Part 5: Three Typical Scenarios – What Actually Works
Scenario 1: Individual Developer / Student (<$70/month budget)
- Recommendation: Cloud API (Together.ai/Replicate) + Qwen2.5-7B
- Why: Under 100K daily tokens, cloud costs <$10/month. Save your GPU money for beer.
- Alternative: Used RTX 3060 12GB (~$200) + Ollama running Qwen2.5-7B-Q4
Scenario 2: Startup / Small Business ($300-700/month budget)
- Recommendation: Self-built server (i5-13400F + 2×RTX 4090 ≈ $5,000) running Qwen3.6-27B-Q4
- Why: At 5M+ daily tokens, self-hosting beats cloud on price
- Framework: pi + Qwen3.6-27B, 100% pass rate
- Quantization: Use Q4, don’t touch Q8
Scenario 3: Large-Scale Production (>1B tokens/month)

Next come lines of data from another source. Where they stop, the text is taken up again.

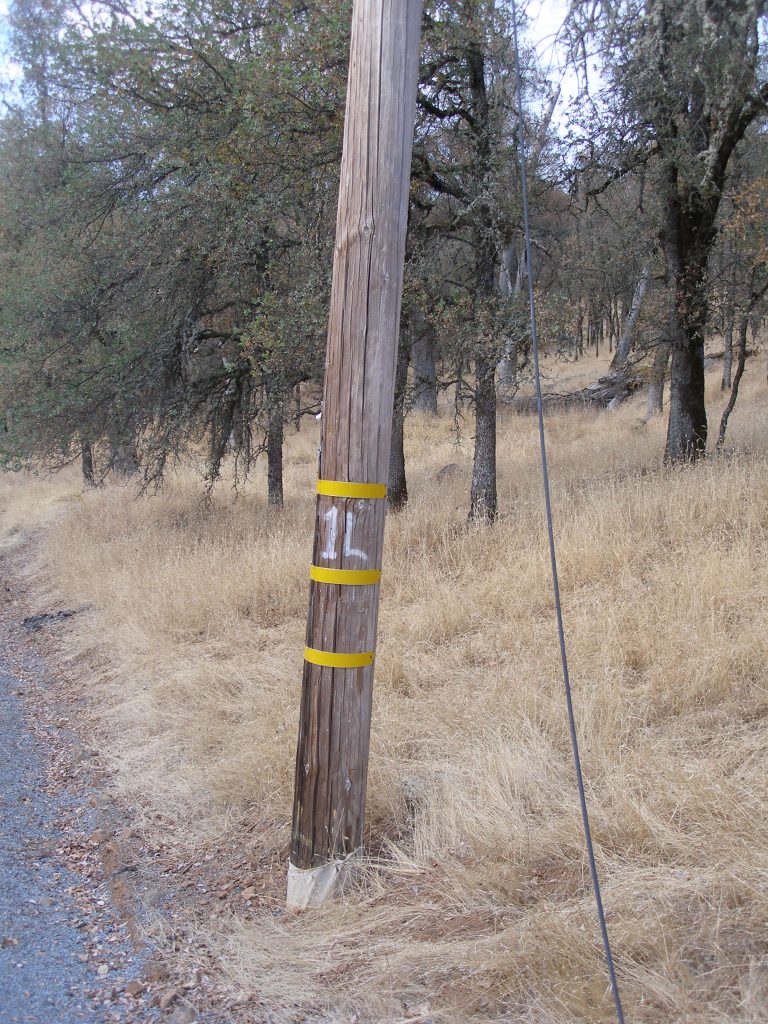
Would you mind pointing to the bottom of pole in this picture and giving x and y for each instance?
(310, 887)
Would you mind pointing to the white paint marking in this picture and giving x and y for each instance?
(331, 518)
(348, 549)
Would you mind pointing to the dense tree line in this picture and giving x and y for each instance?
(167, 210)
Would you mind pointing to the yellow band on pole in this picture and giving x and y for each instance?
(331, 659)
(349, 578)
(345, 488)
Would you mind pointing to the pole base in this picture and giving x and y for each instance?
(310, 887)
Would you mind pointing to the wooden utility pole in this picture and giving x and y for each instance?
(335, 724)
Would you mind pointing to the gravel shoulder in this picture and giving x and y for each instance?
(76, 886)
(61, 949)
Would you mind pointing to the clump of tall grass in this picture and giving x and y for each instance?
(475, 904)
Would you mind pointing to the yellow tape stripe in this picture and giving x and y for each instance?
(344, 488)
(349, 578)
(331, 659)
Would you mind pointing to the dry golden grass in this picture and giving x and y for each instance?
(475, 905)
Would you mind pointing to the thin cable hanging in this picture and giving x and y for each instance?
(551, 535)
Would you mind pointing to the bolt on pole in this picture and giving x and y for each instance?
(364, 324)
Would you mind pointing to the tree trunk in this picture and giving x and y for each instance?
(655, 382)
(425, 375)
(686, 435)
(628, 334)
(86, 462)
(688, 239)
(740, 364)
(483, 502)
(274, 457)
(396, 483)
(725, 383)
(511, 278)
(123, 459)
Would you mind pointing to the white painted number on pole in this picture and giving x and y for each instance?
(331, 517)
(348, 549)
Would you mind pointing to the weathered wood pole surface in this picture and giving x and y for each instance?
(335, 718)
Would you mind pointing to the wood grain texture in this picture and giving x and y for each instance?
(335, 717)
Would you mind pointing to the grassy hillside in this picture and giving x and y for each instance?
(475, 904)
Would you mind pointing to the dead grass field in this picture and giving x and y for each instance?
(475, 904)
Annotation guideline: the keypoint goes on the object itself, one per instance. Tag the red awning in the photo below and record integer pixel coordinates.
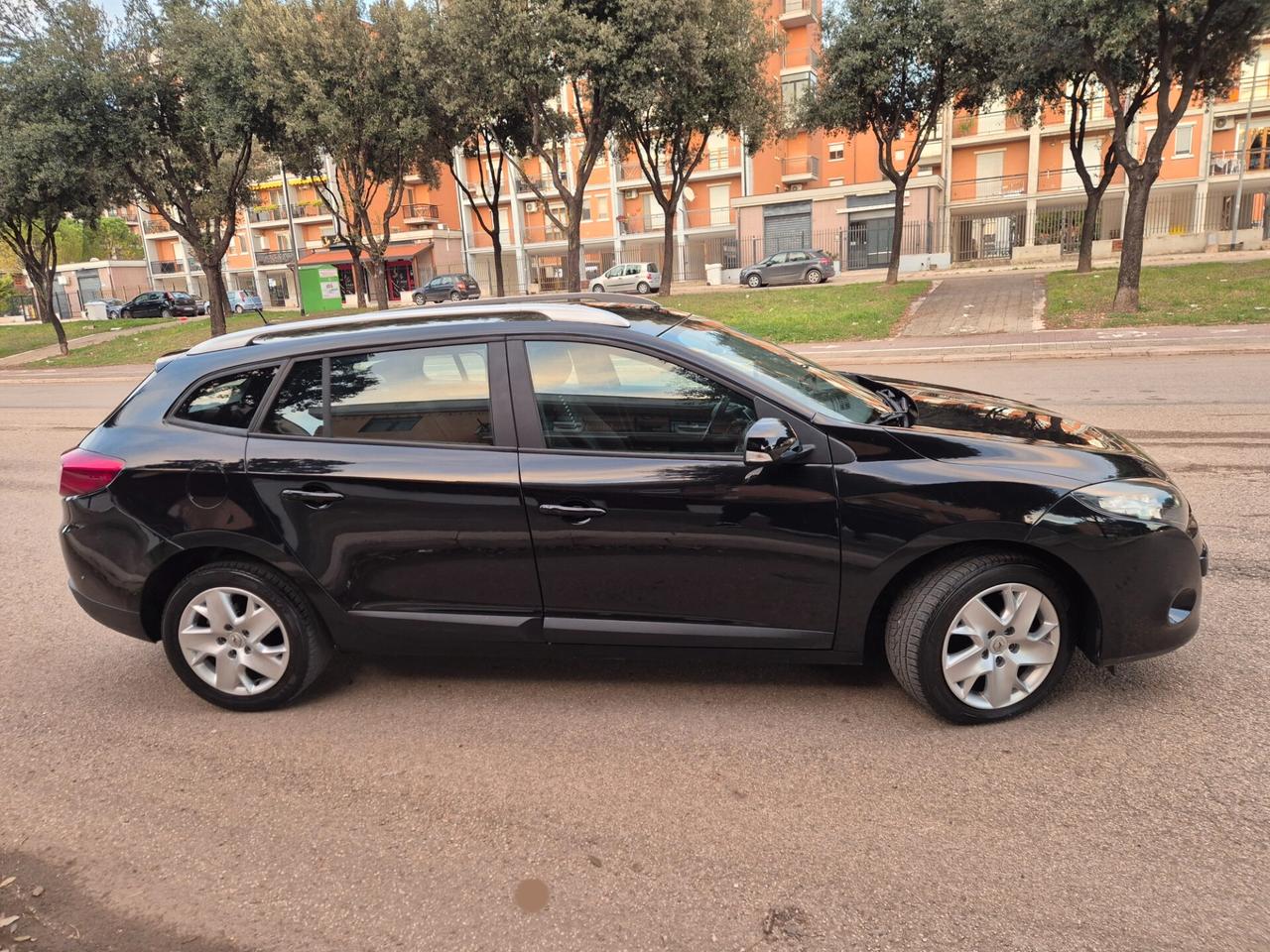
(395, 253)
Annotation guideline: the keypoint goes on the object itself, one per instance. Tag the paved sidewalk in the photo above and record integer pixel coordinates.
(1087, 341)
(987, 303)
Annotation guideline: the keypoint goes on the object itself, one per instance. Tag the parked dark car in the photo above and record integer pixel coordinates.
(803, 267)
(598, 474)
(160, 303)
(447, 287)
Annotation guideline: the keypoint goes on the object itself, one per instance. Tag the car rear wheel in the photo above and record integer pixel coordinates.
(243, 636)
(980, 639)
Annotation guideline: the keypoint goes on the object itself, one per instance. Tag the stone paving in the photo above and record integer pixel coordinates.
(996, 303)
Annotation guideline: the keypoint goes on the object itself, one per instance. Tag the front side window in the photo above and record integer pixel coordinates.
(423, 395)
(592, 397)
(227, 402)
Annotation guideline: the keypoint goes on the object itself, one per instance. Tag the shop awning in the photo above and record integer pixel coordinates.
(394, 253)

- Recommendation: Hybrid — fixed高频 workloads on local cluster, long-tail low-frequency on cloud API
- Local cluster: Multi-node R9 7900X + 8×H100, running quantized gpt-oss-120b
- Cloud overflow: Saturn Cloud hourly expansion for traffic spikes
- Framework: pi + multi-model load balancing
Part 6: Pain Points I Learned the Hard Way
- Slow first JAX run is normal. JIT compilation takes 30 seconds to a few minutes. Don’t reinstall everything like I did.
- You can’t buy TPUs. Whisper JAX is incredible on TPU, but regular people can’t buy them. Rent or don’t bother.
- Aider is worst for local LLMs. 62.5% pass rate vs pi’s 76.9%. Only use if you’re a Git power user.
- Longer context isn’t always better. Qwen3.6 lost 12% accuracy at 64K vs 32K. Don’t cram tokens if you don’t have to.
- JAX’s caching is unpredictable. Whisper JAX was sometimes slower than PyTorch depending on cache hit rates.
Summary Table
| Your Situation | Recommended Setup | Monthly Cost | Pass/Accuracy Rate |
|---|---|---|---|
| <50K daily tokens | Together.ai API + Qwen2.5-7B | <$10 | Good enough |
| 50K-5M daily tokens | Self-built i5 + RTX 4090 + Qwen3.6-27B-Q4 | ~$25-50 | 82-100% |
| >5M daily tokens | Self-built cluster + pi framework | $300+ | 94-100% |
| Batch audio transcription | Cloud TPU hourly + Whisper JAX | Usage-based | 70x speed |
| Max speed required | gpt-oss-120b quantized + pi framework | Depends | 94% @34 sec/task |
Self-hosting doesn’t always save money, and cloud isn’t always convenient. The key is knowing your daily token volume and acceptable latency. Under 500K tokens/day? Use cloud APIs and don’t overthink it. Above that? Start shopping for hardware. And when you do: Q4 quantization + pi framework + Qwen3.6-27B is currently the gold standard for local deployment.